I have been doing this type of Photography or at least trying without knowing it had a name. In my tab Garden Moments, I say, “A simple moment where you pause, stop and choose to remember. It is where you look at what is around you just a little differently, appreciate the simple, cherish the ordinary, praise the uncomplicated.”

Each little insect has its own beauty of form, not to mention the contradiction of what is pretty and that which is not.

Robber Fly, I think.

Note that this amounts to a hill of beans, but it helps build a purpose for what I choose to photograph anyway.

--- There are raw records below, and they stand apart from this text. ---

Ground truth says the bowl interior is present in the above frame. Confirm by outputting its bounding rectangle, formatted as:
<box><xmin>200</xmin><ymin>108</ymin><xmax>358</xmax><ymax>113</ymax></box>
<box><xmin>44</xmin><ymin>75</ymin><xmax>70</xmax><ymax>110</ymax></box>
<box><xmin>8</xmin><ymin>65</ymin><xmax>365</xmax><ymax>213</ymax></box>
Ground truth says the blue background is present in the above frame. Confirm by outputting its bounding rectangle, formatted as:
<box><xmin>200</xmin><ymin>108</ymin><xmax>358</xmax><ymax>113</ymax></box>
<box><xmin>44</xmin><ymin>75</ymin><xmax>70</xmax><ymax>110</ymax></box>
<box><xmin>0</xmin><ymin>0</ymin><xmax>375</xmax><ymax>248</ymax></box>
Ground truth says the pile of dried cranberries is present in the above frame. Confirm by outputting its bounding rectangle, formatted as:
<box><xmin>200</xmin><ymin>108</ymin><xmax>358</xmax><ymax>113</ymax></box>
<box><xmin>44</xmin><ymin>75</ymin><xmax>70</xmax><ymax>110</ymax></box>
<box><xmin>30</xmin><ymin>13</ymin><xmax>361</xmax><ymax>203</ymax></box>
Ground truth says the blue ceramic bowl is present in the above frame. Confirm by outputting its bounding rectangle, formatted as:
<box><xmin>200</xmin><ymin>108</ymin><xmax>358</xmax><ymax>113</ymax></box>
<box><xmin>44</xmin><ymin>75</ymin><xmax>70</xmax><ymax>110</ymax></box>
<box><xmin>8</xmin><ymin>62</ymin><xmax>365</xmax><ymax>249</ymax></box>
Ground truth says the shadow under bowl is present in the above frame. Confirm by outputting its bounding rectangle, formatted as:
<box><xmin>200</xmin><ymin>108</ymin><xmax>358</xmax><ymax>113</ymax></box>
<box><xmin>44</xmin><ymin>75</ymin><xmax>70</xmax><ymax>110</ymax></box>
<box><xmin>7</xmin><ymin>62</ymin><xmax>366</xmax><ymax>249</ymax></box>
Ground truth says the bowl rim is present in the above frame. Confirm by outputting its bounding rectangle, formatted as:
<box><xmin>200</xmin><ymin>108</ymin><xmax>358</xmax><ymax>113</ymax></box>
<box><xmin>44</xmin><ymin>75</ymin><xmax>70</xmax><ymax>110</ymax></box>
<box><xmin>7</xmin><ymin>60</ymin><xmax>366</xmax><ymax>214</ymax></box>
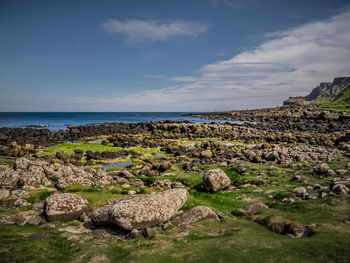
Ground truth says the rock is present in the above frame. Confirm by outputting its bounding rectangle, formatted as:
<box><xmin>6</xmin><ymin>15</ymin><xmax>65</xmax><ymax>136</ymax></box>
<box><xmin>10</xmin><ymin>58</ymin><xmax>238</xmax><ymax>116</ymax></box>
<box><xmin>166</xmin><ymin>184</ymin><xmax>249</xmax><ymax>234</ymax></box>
<box><xmin>293</xmin><ymin>187</ymin><xmax>307</xmax><ymax>197</ymax></box>
<box><xmin>10</xmin><ymin>215</ymin><xmax>26</xmax><ymax>225</ymax></box>
<box><xmin>142</xmin><ymin>227</ymin><xmax>157</xmax><ymax>239</ymax></box>
<box><xmin>130</xmin><ymin>179</ymin><xmax>145</xmax><ymax>187</ymax></box>
<box><xmin>171</xmin><ymin>206</ymin><xmax>220</xmax><ymax>227</ymax></box>
<box><xmin>201</xmin><ymin>150</ymin><xmax>213</xmax><ymax>158</ymax></box>
<box><xmin>335</xmin><ymin>169</ymin><xmax>350</xmax><ymax>175</ymax></box>
<box><xmin>45</xmin><ymin>193</ymin><xmax>91</xmax><ymax>221</ymax></box>
<box><xmin>153</xmin><ymin>179</ymin><xmax>171</xmax><ymax>189</ymax></box>
<box><xmin>91</xmin><ymin>229</ymin><xmax>117</xmax><ymax>242</ymax></box>
<box><xmin>245</xmin><ymin>203</ymin><xmax>268</xmax><ymax>215</ymax></box>
<box><xmin>153</xmin><ymin>160</ymin><xmax>171</xmax><ymax>172</ymax></box>
<box><xmin>91</xmin><ymin>189</ymin><xmax>188</xmax><ymax>230</ymax></box>
<box><xmin>27</xmin><ymin>233</ymin><xmax>55</xmax><ymax>240</ymax></box>
<box><xmin>39</xmin><ymin>223</ymin><xmax>56</xmax><ymax>230</ymax></box>
<box><xmin>253</xmin><ymin>216</ymin><xmax>314</xmax><ymax>238</ymax></box>
<box><xmin>56</xmin><ymin>150</ymin><xmax>69</xmax><ymax>160</ymax></box>
<box><xmin>203</xmin><ymin>169</ymin><xmax>231</xmax><ymax>192</ymax></box>
<box><xmin>126</xmin><ymin>229</ymin><xmax>142</xmax><ymax>239</ymax></box>
<box><xmin>13</xmin><ymin>158</ymin><xmax>31</xmax><ymax>170</ymax></box>
<box><xmin>11</xmin><ymin>190</ymin><xmax>30</xmax><ymax>198</ymax></box>
<box><xmin>32</xmin><ymin>201</ymin><xmax>45</xmax><ymax>213</ymax></box>
<box><xmin>15</xmin><ymin>199</ymin><xmax>31</xmax><ymax>207</ymax></box>
<box><xmin>332</xmin><ymin>184</ymin><xmax>350</xmax><ymax>195</ymax></box>
<box><xmin>0</xmin><ymin>165</ymin><xmax>19</xmax><ymax>189</ymax></box>
<box><xmin>0</xmin><ymin>189</ymin><xmax>10</xmax><ymax>199</ymax></box>
<box><xmin>25</xmin><ymin>216</ymin><xmax>43</xmax><ymax>226</ymax></box>
<box><xmin>314</xmin><ymin>163</ymin><xmax>331</xmax><ymax>174</ymax></box>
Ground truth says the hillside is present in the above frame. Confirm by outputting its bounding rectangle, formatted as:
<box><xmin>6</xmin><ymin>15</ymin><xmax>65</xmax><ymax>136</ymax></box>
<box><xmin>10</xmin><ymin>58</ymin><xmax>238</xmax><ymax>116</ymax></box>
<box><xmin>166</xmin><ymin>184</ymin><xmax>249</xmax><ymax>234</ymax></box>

My purpose was to see the unseen. These insects are very small, much smaller than typical bees and flies. The wasp above is like a giant compared to the rest of our actors.

Hover Fly

Besides being tiny and hard to photograph, many of these insects are hard to identify as well. I am guessing on some, but I did read where many resemble another, and even the experts need more than a photo to make a positive ID.

Long-legged Fly
Golden Fly may be in the family Tachinidae

I get amazed by the small. Big trees, big mountains, big oceans, and the big sky make us feel small in a vast world.

Mydas Fly, I think.

Each insect has a purpose, and so does each flower.

As I said, there are so many insects, ones we don’t see because they are just so tiny. Others are big and beautiful; they all make up the world of magic that is a garden.